Magadino festeggia i 200 anni del suo Porto

Sabato 18 luglio, dal lungolago delle Bolle al debarcadero, una grande giornata di festa «per celebrare due secoli di storia sul lago».
Sabato 18 luglio, dal lungolago delle Bolle al debarcadero, una grande giornata di festa «per celebrare due secoli di storia sul lago».
GAMBAROGNO - Sabato 18 luglio il Gambarogno celebra un traguardo «che non appartiene soltanto a Magadino, ma alla storia di tutto il Lago Maggiore: i 200 anni del Porto». Una giornata intera — dalle 11 alle 23 — per ripercorrere due secoli di navigazione, di scambi e di legami tra le sponde del lago, e per ritrovarsi, abitanti e ospiti, attorno a una storia che continua a vivere.
Una rivoluzione partita dall’acqua
Era il 1826 quando il Verbano, primo battello a vapore del Lago Maggiore — varato il 15 febbraio al Burbaglio di Muralto, presso Locarno — prese il largo. Il 1° maggio di quell’anno inaugurò la navigazione di linea da Magadino verso Arona, poi estesa nel 1836 fino a Sesto Calende, lungo l’intero specchio d’acqua: corse di passeggeri, posta e merci che trasformarono il lago in una vera via maestra, con Magadino capolinea dei battelli al vertice della sponda svizzera. Da sempre “porta d’acqua” del Cantone — punto d’incontro tra le vie del San Gottardo, del San Bernardino e del Lucomagno e il lago — Magadino divenne il cuore di un cambiamento che ridisegnò per sempre l’economia, i viaggi e l’identità delle comunità rivierasche. È questa storia condivisa tra Svizzera e Italia che il Gambarogno vuole celebrare, in dialogo con il progetto transfrontaliero Verbano 26, dedicato al bicentenario della navigazione sul Lago Maggiore.

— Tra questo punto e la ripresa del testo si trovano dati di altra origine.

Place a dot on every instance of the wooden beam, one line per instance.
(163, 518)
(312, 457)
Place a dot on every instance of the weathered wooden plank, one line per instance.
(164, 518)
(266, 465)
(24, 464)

Una giornata da vivere dal mattino a sera, fino al tramonto e alle stelle. «Il lungolago si animerà con musica dal vivo, un mercatino di artigianato e prodotti locali, un’area street food, una mostra fotografica con immagini storiche della navigazione, visite guidate e le porte aperte di alcuni edifici d’epoca. I più piccoli avranno uno spazio a loro dedicato, tra giochi in legno e lavoretti manuali; e per tutti tornerà il fascino dell’Ottocento, rivissuto tra balli d’epoca e atmosfere d’altri tempi. Senza dimenticare il richiamo più suggestivo di tutti: quello di un battello a vapore, in collaborazione con SNL. (Biglietti e informazioni sul sito: lakelocarno.com.)».
E al tramonto, il sogno. Quando il sole calerà sul lago, la festa raggiungerà il suo momento più magico. Dopo il concerto dell’Unione Filarmonica Gambarognese e i discorsi ufficiali, lo specchio d’acqua si trasformerà in un palcoscenico d’eccezione con “Porto un sogno”, lo spettacolo firmato dagli artisti della Compagnia Finzi Pasca. A chiudere la serata, musica sotto le stelle. Sabato Il 18 luglio 2026, a Magadino, per un giorno, il lago tornerà a raccontare la sua storia e a sognare il suo futuro.